Finding our seats in the auditorium for one of those rare-enough-to-be-special but repeated-enough-to-be-mundane assemblies recognizing the end or beginning of a year or grade, my high school classmate whispered his disaffected disapproval. “Why?” I asked. “Because it’s just another day. We call it a new year, but it’s not. It’s another day, just like yesterday was to the day before that, and so on.” I understood his point, but, being a rhetor, quietly contended that it is made special by our observance, an argument I made with about as much conviction as the shrug of his response.

So began decades of subconscious speculation about why we spiralize and punctuate the “obviously” linear continuity of existence. The first resolution emerged before long, replacing the explanation of convention (the answer I gave my friend—it is special because we all agree it is special) with experiences more universal, particularly solar and lunar cycles. In one sense, January 1 is just another day. But in another, it is a reminder that our solar dance partner has returned us to step one; just as, by the way, the moon does 12 times as frequently, and the earth every day. So years, months, and days are based on something real. Only years later did it dawn on me that weeks are not arbitrary either, but natural derivatives of the first (waxing to half), second (waxing to full), third (waning to half) and final (waning to new) quarters of the moon(th).

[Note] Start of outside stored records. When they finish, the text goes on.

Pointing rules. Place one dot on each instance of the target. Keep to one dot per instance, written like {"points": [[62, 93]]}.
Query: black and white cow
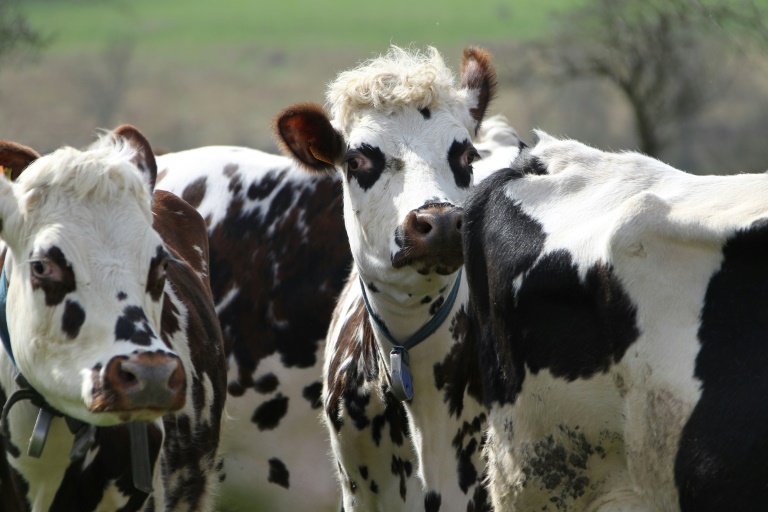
{"points": [[279, 259], [620, 311], [400, 134], [111, 323]]}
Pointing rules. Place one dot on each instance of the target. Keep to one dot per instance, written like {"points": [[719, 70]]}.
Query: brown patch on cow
{"points": [[182, 228], [459, 373], [72, 319], [144, 159], [195, 192], [305, 133], [295, 247], [191, 446], [16, 157], [156, 274], [347, 385], [56, 291], [477, 73]]}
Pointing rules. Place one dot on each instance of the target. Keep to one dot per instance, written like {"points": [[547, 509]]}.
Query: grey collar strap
{"points": [[399, 360]]}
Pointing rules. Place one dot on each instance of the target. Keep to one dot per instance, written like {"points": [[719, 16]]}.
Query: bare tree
{"points": [[666, 57], [16, 34]]}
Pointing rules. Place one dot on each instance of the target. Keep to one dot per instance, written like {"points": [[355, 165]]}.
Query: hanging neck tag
{"points": [[400, 373]]}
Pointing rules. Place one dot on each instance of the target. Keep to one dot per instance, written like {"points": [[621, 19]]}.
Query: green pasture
{"points": [[187, 26]]}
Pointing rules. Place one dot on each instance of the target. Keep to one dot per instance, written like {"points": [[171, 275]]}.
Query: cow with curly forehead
{"points": [[401, 399]]}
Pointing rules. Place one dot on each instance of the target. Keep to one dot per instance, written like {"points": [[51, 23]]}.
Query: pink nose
{"points": [[437, 228], [144, 381]]}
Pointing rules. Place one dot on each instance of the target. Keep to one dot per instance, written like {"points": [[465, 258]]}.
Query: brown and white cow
{"points": [[111, 323], [400, 136], [279, 258]]}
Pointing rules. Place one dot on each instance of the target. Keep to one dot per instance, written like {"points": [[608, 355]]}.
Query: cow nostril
{"points": [[422, 227], [126, 376]]}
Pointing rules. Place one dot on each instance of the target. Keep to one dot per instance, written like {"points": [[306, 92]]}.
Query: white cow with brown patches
{"points": [[400, 136], [110, 322], [279, 260]]}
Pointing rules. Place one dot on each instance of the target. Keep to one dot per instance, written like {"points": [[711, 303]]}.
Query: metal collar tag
{"points": [[402, 385]]}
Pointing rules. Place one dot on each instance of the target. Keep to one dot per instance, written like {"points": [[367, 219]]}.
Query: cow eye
{"points": [[41, 269], [355, 161]]}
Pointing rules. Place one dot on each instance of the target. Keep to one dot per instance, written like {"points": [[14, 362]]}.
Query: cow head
{"points": [[401, 135], [86, 280]]}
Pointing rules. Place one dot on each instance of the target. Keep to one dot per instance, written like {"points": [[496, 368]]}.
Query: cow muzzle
{"points": [[146, 381], [431, 240]]}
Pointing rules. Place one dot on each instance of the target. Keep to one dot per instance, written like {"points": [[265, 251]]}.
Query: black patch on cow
{"points": [[394, 417], [268, 415], [72, 319], [403, 469], [55, 291], [399, 236], [554, 320], [466, 443], [134, 326], [278, 473], [722, 462], [313, 393], [432, 501], [346, 386], [83, 486], [435, 307], [267, 383], [156, 274], [366, 177], [459, 373], [462, 172], [195, 192]]}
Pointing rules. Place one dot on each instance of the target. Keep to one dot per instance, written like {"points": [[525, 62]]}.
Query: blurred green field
{"points": [[184, 27]]}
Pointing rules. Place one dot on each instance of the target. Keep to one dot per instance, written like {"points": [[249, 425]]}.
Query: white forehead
{"points": [[103, 174], [398, 81], [394, 134]]}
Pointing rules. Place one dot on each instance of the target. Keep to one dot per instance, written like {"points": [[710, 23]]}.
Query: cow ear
{"points": [[145, 158], [14, 158], [478, 77], [304, 132]]}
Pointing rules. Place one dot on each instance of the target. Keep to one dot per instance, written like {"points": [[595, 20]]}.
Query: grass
{"points": [[188, 26]]}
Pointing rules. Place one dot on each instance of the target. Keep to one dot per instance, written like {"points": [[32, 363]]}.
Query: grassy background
{"points": [[192, 72]]}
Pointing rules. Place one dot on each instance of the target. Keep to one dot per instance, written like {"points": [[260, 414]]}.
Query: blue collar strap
{"points": [[427, 329], [6, 338]]}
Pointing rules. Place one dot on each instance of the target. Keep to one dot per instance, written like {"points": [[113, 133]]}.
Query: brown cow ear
{"points": [[479, 77], [304, 132], [14, 158], [145, 158]]}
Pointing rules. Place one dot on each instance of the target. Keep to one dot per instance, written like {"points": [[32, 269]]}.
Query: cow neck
{"points": [[399, 368], [85, 433]]}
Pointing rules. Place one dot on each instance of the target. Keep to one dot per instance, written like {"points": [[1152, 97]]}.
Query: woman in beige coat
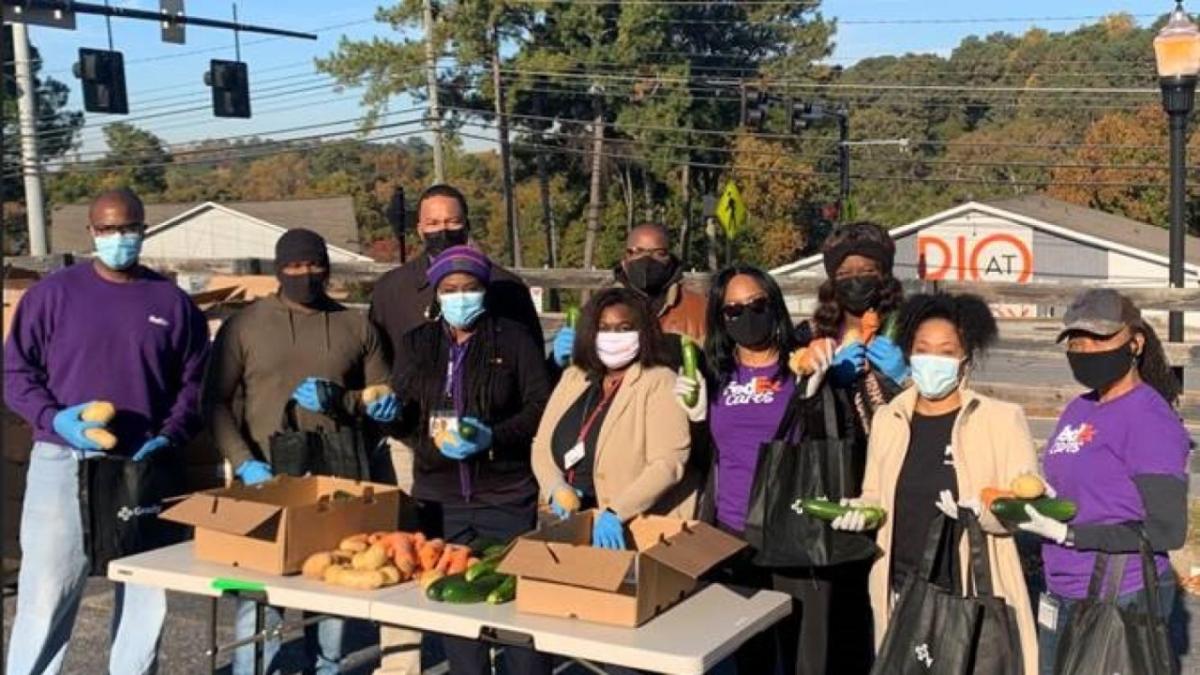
{"points": [[935, 447], [612, 430]]}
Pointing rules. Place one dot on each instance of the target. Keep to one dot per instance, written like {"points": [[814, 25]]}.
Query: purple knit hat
{"points": [[460, 258]]}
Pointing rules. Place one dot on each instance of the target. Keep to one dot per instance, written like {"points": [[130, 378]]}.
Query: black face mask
{"points": [[857, 294], [443, 239], [649, 275], [1099, 370], [751, 329], [304, 288]]}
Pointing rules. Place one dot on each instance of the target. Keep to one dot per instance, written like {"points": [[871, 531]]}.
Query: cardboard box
{"points": [[274, 526], [562, 574]]}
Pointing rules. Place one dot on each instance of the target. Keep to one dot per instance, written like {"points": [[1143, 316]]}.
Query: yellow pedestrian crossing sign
{"points": [[731, 210]]}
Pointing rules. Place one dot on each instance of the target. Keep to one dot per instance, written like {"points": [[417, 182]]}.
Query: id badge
{"points": [[1048, 613], [574, 457], [443, 422]]}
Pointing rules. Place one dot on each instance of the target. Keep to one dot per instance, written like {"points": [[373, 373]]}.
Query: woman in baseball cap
{"points": [[1119, 452]]}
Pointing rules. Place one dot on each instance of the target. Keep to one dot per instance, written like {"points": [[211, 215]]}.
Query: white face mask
{"points": [[617, 350]]}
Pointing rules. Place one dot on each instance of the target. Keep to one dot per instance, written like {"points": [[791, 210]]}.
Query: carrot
{"points": [[870, 326], [430, 553]]}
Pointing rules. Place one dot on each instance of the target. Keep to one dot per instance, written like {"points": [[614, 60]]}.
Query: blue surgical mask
{"points": [[935, 376], [461, 309], [119, 251]]}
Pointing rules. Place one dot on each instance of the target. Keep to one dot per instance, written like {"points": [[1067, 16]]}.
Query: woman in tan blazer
{"points": [[935, 447], [612, 430]]}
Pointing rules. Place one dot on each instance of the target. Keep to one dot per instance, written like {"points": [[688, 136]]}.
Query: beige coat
{"points": [[641, 451], [991, 444]]}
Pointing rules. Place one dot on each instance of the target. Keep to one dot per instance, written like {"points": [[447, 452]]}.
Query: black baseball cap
{"points": [[1099, 311]]}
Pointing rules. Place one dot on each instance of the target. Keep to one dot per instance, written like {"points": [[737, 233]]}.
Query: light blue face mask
{"points": [[935, 376], [461, 309], [119, 251]]}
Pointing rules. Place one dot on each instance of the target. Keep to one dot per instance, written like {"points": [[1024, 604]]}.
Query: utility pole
{"points": [[431, 69], [30, 162], [502, 129]]}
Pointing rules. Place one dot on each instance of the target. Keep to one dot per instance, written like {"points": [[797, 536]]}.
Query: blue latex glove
{"points": [[887, 358], [460, 448], [562, 513], [384, 408], [847, 363], [150, 447], [70, 428], [607, 532], [564, 341], [313, 394], [252, 472]]}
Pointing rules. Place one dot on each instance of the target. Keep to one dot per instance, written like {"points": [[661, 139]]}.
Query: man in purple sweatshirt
{"points": [[107, 330]]}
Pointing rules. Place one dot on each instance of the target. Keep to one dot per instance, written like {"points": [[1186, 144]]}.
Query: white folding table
{"points": [[687, 639]]}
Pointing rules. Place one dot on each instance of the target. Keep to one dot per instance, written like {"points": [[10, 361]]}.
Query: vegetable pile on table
{"points": [[448, 572]]}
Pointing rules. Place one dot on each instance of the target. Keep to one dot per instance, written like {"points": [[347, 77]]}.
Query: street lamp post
{"points": [[1177, 55]]}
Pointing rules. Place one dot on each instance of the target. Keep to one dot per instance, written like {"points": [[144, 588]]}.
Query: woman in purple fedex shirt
{"points": [[1120, 453]]}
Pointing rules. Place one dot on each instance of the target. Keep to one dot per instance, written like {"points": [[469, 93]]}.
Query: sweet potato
{"points": [[315, 567], [375, 557], [431, 553], [354, 543]]}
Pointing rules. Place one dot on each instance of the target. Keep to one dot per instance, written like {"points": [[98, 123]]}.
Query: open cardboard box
{"points": [[562, 574], [274, 526]]}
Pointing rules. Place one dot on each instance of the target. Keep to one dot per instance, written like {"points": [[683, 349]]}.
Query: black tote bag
{"points": [[119, 506], [940, 631], [341, 452], [802, 464], [1102, 637]]}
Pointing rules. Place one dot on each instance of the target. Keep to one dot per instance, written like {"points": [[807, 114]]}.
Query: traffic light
{"points": [[231, 88], [102, 75]]}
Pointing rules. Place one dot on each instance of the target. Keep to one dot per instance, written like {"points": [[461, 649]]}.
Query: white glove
{"points": [[852, 520], [1044, 526], [685, 387], [822, 356], [946, 505]]}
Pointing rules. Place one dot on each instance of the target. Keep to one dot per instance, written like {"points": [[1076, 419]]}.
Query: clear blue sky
{"points": [[166, 77]]}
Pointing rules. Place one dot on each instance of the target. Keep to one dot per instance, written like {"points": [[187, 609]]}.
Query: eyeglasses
{"points": [[448, 223], [127, 228], [733, 311], [637, 252]]}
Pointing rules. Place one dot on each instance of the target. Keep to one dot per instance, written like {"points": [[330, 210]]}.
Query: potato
{"points": [[315, 567], [360, 579], [354, 543], [375, 557], [390, 575]]}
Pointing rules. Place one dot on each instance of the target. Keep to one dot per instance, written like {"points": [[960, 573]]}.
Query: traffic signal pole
{"points": [[30, 161]]}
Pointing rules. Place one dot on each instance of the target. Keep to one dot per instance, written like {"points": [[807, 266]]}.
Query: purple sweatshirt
{"points": [[77, 338]]}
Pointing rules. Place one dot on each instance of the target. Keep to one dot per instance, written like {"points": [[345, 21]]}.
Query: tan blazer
{"points": [[641, 451], [991, 444]]}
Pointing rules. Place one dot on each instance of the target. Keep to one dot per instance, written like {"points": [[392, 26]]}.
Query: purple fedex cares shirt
{"points": [[1096, 452], [745, 413]]}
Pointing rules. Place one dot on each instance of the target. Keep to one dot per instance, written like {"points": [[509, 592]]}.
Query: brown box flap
{"points": [[695, 549], [568, 563], [223, 514]]}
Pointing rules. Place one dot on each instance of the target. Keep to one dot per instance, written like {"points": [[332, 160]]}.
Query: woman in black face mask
{"points": [[1121, 454]]}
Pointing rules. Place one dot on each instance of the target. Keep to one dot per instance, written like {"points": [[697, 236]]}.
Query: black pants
{"points": [[462, 524], [827, 604]]}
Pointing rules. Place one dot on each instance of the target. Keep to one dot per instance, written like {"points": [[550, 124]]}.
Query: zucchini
{"points": [[690, 368], [505, 592], [825, 509], [571, 316], [1012, 509], [438, 587]]}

Of course, that God made us to observe such cycles is as plain as the morning mercies, weekly sabbaths, and annual festivals on scripture’s face.

In what I thought to be just another moment in the auditorium, the person I thought to be just another classmate became a friend. (He later became part of the church I pastored, and reshaped many of my ideas as we analyzed the world while making outreach visits to I remember not whom.) It was at his funeral—13 years after our high school graduation—that I realized every person is as sacred as every day, neither made less so by the number of others. So the psalmist sanctifies every day, praying evening and morning and at noon, just as Paul sanctifies every believer he knows, giving thanks for them apparently every time he prays.

May we recognize the sacredness of the person and the moment, as the Lord fills the seat next to us this week.